中国A片

Analysis of poverty is poor (1 of 2)

March 22, 2012

Your lead book review does no favours to those wary of the forthcoming research excellence framework ("A wealth of detail on a conundrum", 15 March). Howard Davies knows a bit about failure from his leadership of the Financial Services Authority ahead of the 2008 crisis, but his seductive ploy of "failing" the US authors of Why Nations Fail for not using quantitative methodology elides more serious failings. These include not only its narrow focus on political institutions in a search for "the origins of power, prosperity and poverty" (the book's subtitle) but also a calamitous ignorance of social institutions and social movements more generally.

The REF stands and falls by panel members being able to interpret the papers and books they read. So it is instructive to examine what Davies fails to notice about the text he quotes. The first, most pressing, matter is a naive and uninformed reliance on the mode of comparison. Any well-trained student of anthropology knows it beggars belief to draw comparisons between England and Ethiopia. As Davies notes, Daron Acemoglu and James Robinson state: "The reason Ethiopia is where it is today is because, unlike in England, absolutism persisted until the recent past." This is not true "up to a point" as Davies insists: it is a schoolboy howler, worthy of the worst excesses of jingoism.

Complicit in this is a slippage in key terms. What the thesis boils down to is not that "the strongest indicator of a successful economy is the presence of 'inclusive', rather than 'extractive', political institutions", as Davies repeats. "Extractive regimes" are instead juxtaposed with countries said to have "inclusive economic institutions": in other words, dictatorship versus democracy. This is banal: indeed, Davies might recall regimes with which he has had some dealings; Colonel Gaddafi's so-called "smashing of the state" obliterated all the institutions Libya enjoyed, save those that kept control of money and violence.

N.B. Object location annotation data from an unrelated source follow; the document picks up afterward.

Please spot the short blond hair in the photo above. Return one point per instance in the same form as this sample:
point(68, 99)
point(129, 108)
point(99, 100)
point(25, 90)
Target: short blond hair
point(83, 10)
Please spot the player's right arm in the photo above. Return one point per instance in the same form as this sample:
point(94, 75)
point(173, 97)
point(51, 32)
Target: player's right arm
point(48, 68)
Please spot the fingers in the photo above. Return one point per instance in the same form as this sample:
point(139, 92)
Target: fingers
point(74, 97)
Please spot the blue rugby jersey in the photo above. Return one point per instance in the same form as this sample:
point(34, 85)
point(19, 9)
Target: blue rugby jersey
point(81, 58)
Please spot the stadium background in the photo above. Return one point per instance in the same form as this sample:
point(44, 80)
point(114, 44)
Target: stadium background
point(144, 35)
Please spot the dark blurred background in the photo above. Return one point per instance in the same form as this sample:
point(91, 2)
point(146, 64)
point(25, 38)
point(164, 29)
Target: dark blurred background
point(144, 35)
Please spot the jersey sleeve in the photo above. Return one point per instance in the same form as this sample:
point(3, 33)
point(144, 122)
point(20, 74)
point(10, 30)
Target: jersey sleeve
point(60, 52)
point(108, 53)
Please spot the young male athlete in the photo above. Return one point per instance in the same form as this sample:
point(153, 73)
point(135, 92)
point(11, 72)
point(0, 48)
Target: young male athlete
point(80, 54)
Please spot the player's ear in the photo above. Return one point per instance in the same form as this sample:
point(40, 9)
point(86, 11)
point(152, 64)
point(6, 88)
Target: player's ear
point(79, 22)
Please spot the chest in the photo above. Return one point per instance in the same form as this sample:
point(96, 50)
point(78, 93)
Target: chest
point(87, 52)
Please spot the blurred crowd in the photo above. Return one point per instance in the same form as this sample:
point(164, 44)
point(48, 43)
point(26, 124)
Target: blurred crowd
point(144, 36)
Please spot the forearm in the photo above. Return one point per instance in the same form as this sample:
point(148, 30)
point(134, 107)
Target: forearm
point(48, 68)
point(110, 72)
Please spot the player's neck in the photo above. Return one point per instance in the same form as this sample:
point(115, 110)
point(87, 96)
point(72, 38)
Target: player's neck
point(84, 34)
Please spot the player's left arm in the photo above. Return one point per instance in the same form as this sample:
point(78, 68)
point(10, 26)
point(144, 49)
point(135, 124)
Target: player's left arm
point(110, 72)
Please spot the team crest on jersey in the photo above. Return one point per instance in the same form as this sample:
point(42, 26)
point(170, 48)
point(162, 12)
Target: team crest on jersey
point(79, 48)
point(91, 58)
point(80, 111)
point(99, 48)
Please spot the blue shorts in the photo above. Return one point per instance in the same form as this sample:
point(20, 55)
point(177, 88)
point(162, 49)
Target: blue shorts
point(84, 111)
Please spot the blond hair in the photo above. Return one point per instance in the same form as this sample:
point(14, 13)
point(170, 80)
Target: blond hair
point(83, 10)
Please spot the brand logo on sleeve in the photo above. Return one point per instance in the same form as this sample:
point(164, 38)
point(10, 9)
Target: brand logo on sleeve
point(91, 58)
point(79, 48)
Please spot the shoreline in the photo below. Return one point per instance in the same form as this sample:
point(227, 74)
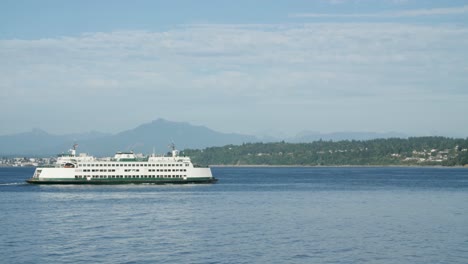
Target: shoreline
point(334, 166)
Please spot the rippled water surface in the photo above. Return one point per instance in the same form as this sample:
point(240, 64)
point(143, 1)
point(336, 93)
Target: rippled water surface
point(252, 215)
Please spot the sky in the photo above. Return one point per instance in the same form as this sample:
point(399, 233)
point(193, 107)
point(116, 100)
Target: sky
point(254, 67)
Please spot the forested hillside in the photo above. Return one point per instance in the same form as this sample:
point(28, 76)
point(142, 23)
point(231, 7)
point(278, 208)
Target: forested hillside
point(394, 151)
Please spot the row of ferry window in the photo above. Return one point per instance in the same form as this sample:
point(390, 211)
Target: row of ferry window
point(129, 176)
point(133, 165)
point(134, 170)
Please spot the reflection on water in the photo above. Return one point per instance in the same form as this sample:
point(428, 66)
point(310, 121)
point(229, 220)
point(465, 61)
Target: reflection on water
point(253, 215)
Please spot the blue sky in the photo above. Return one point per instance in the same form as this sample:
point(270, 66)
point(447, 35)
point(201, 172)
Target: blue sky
point(254, 67)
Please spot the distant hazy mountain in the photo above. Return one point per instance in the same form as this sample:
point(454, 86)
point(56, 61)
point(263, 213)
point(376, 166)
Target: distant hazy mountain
point(156, 135)
point(309, 136)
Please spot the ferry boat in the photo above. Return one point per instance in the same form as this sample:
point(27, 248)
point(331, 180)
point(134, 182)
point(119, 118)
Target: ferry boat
point(123, 168)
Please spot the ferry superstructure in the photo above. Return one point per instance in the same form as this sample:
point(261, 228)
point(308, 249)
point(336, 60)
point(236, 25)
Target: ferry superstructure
point(123, 168)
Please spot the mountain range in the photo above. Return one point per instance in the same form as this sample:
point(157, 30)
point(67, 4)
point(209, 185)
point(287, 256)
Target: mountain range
point(153, 136)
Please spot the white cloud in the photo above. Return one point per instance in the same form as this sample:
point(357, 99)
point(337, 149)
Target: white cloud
point(208, 73)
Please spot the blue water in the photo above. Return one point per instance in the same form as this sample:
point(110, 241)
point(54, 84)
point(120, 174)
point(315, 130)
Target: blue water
point(252, 215)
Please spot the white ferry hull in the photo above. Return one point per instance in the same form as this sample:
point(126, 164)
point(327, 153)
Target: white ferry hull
point(124, 168)
point(70, 176)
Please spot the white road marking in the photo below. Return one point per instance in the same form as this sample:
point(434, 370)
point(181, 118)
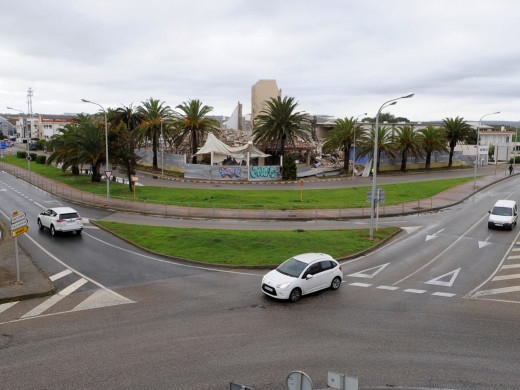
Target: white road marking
point(364, 274)
point(437, 281)
point(447, 295)
point(60, 275)
point(414, 291)
point(391, 288)
point(5, 306)
point(509, 266)
point(55, 299)
point(505, 277)
point(494, 291)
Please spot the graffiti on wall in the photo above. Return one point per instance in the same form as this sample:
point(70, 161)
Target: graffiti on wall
point(263, 172)
point(229, 172)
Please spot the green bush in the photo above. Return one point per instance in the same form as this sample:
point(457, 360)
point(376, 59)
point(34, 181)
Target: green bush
point(289, 167)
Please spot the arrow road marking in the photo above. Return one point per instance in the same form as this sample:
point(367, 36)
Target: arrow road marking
point(437, 281)
point(482, 244)
point(434, 235)
point(364, 274)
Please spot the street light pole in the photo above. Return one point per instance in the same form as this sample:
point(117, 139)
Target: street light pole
point(354, 151)
point(24, 125)
point(374, 159)
point(477, 152)
point(106, 144)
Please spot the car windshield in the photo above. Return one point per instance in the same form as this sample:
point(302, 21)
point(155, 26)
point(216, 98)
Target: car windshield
point(505, 211)
point(69, 215)
point(292, 267)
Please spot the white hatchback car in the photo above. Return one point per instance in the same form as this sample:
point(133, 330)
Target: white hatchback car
point(301, 275)
point(60, 219)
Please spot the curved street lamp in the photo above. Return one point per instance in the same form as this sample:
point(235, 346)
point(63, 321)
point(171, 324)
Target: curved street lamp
point(477, 152)
point(374, 176)
point(106, 144)
point(354, 151)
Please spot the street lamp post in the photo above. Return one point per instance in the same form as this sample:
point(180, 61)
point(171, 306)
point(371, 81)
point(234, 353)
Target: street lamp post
point(24, 135)
point(106, 144)
point(477, 152)
point(374, 176)
point(354, 151)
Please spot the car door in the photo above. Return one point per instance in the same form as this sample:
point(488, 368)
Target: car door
point(311, 279)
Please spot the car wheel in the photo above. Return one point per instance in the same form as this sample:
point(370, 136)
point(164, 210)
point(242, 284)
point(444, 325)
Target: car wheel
point(295, 295)
point(336, 282)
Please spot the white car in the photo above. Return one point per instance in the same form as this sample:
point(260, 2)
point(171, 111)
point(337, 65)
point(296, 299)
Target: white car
point(302, 275)
point(60, 219)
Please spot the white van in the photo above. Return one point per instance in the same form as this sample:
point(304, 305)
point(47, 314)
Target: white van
point(503, 215)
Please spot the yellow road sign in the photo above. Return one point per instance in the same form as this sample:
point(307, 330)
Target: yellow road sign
point(17, 232)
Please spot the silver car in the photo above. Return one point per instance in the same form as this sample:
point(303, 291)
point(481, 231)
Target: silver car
point(60, 219)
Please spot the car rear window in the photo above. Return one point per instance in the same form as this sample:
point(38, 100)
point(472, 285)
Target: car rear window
point(69, 215)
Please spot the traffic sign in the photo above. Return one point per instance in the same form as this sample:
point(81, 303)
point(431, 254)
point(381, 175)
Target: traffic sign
point(18, 217)
point(19, 224)
point(17, 232)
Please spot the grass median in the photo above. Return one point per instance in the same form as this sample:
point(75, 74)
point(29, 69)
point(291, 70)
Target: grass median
point(246, 247)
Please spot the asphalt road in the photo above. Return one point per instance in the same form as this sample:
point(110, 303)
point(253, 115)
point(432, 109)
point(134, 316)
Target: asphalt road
point(436, 309)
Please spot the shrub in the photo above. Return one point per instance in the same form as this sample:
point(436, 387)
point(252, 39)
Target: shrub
point(289, 167)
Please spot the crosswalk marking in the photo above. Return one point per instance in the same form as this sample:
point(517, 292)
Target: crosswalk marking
point(414, 291)
point(505, 277)
point(55, 299)
point(60, 275)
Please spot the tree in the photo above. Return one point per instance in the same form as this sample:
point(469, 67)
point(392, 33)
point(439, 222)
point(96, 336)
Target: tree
point(121, 139)
point(278, 123)
point(456, 130)
point(385, 141)
point(151, 112)
point(342, 136)
point(63, 149)
point(432, 140)
point(192, 122)
point(408, 141)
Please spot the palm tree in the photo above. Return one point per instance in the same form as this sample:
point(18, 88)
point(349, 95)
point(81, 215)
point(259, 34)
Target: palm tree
point(342, 136)
point(456, 130)
point(279, 123)
point(409, 143)
point(385, 141)
point(151, 112)
point(192, 122)
point(433, 139)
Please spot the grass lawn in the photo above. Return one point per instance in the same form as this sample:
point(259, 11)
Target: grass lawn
point(245, 247)
point(273, 199)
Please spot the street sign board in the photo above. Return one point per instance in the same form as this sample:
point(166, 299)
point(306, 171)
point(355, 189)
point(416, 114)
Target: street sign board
point(18, 217)
point(17, 232)
point(18, 225)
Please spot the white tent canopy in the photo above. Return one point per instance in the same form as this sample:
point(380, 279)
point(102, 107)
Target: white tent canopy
point(220, 151)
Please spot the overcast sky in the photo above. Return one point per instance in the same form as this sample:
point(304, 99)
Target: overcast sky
point(338, 58)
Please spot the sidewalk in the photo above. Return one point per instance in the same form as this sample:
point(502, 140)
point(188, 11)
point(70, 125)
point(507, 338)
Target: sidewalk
point(34, 283)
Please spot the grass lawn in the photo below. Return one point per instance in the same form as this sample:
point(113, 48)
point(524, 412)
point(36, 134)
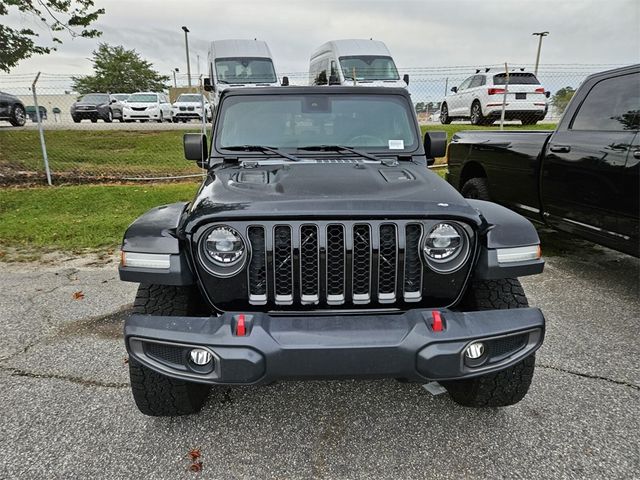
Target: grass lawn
point(124, 152)
point(78, 217)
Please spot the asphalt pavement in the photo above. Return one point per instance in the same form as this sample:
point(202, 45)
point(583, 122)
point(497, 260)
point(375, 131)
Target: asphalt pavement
point(67, 411)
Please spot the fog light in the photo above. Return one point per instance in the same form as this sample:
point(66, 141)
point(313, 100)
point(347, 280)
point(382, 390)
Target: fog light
point(474, 351)
point(200, 356)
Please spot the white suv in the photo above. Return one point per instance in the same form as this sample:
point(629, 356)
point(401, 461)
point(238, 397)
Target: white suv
point(479, 99)
point(145, 106)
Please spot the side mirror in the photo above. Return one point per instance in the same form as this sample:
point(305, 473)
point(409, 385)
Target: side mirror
point(435, 146)
point(195, 148)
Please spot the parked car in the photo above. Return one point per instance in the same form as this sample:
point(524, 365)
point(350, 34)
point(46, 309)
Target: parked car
point(320, 245)
point(96, 106)
point(189, 106)
point(336, 62)
point(582, 178)
point(12, 110)
point(479, 98)
point(145, 106)
point(31, 112)
point(240, 63)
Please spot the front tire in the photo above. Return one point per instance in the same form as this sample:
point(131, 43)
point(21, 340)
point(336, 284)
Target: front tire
point(18, 116)
point(506, 387)
point(156, 394)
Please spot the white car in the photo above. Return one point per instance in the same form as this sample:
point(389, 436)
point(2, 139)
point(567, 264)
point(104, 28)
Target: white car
point(479, 98)
point(189, 106)
point(146, 106)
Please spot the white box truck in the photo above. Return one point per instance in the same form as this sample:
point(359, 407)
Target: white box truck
point(354, 62)
point(240, 63)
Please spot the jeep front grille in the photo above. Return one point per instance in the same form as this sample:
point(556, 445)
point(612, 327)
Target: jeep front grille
point(331, 263)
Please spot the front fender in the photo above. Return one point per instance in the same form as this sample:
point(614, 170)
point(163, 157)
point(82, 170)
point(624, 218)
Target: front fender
point(154, 236)
point(504, 230)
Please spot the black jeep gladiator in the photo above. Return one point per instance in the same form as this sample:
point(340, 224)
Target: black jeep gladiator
point(321, 246)
point(583, 178)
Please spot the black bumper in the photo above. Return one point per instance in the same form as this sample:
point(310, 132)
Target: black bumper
point(275, 347)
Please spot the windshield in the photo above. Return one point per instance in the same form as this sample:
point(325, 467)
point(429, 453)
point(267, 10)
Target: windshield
point(516, 79)
point(186, 97)
point(373, 122)
point(245, 70)
point(143, 98)
point(369, 67)
point(95, 98)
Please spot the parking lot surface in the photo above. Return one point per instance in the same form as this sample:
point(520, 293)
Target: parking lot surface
point(67, 411)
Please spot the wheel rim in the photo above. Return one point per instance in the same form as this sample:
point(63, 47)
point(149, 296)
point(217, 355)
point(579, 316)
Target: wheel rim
point(19, 114)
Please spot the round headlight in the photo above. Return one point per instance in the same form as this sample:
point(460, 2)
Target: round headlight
point(443, 243)
point(224, 247)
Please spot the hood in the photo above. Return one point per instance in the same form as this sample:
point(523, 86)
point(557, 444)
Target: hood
point(332, 190)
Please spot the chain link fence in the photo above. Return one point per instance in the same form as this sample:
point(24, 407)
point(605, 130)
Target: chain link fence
point(103, 148)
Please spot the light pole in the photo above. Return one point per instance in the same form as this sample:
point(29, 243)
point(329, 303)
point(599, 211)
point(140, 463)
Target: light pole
point(540, 35)
point(186, 46)
point(175, 70)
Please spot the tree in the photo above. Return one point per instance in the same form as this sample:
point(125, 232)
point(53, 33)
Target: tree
point(119, 70)
point(561, 98)
point(71, 16)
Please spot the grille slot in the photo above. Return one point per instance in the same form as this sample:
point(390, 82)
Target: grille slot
point(335, 264)
point(309, 265)
point(412, 264)
point(257, 267)
point(387, 264)
point(361, 264)
point(283, 265)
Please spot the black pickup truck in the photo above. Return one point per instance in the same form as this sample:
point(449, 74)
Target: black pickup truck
point(582, 178)
point(320, 245)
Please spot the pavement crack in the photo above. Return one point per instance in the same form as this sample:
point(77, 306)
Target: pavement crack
point(592, 377)
point(15, 372)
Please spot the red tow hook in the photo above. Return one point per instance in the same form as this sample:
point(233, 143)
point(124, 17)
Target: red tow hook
point(241, 328)
point(437, 325)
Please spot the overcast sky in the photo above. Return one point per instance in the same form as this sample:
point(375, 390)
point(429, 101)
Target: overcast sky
point(418, 33)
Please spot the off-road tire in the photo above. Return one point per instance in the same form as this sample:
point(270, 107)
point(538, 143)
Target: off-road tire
point(506, 387)
point(156, 394)
point(476, 188)
point(18, 116)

REF panels might also ask how well the key distinction in a thesis holds up. "Extractive regimes" are here defined as "structured to extract resources from the many by the few". This would be analytic if countries with "inclusive economic institutions" did things differently. Have the authors heard of Marx? Or read Weber's thesis on the importance of the accumulation of capital for the rise of capitalism? Indeed, Davies' mock questioning of a lack of quantitative methodology seems more relevant than he notices. Just remind me, which country's wealth is not in the hands of the top 10 per cent, or even the 1 per cent?

So what is Davies doing extolling this mishmash of political dogma and managerial discourse? Has he lived too long in the fast lane not to notice the poverty around him in London, or the immigrants fenced off to the outer suburbs of Paris by the Périphérique? He praises this tract by two LSE graduates as written "with imagination and care", but there is nothing imaginative in their setting out to "prove" neoliberal doctrine as universally true, when its own structuring of what is "level" in the playing field rules out the very topic of poverty the authors claim to address.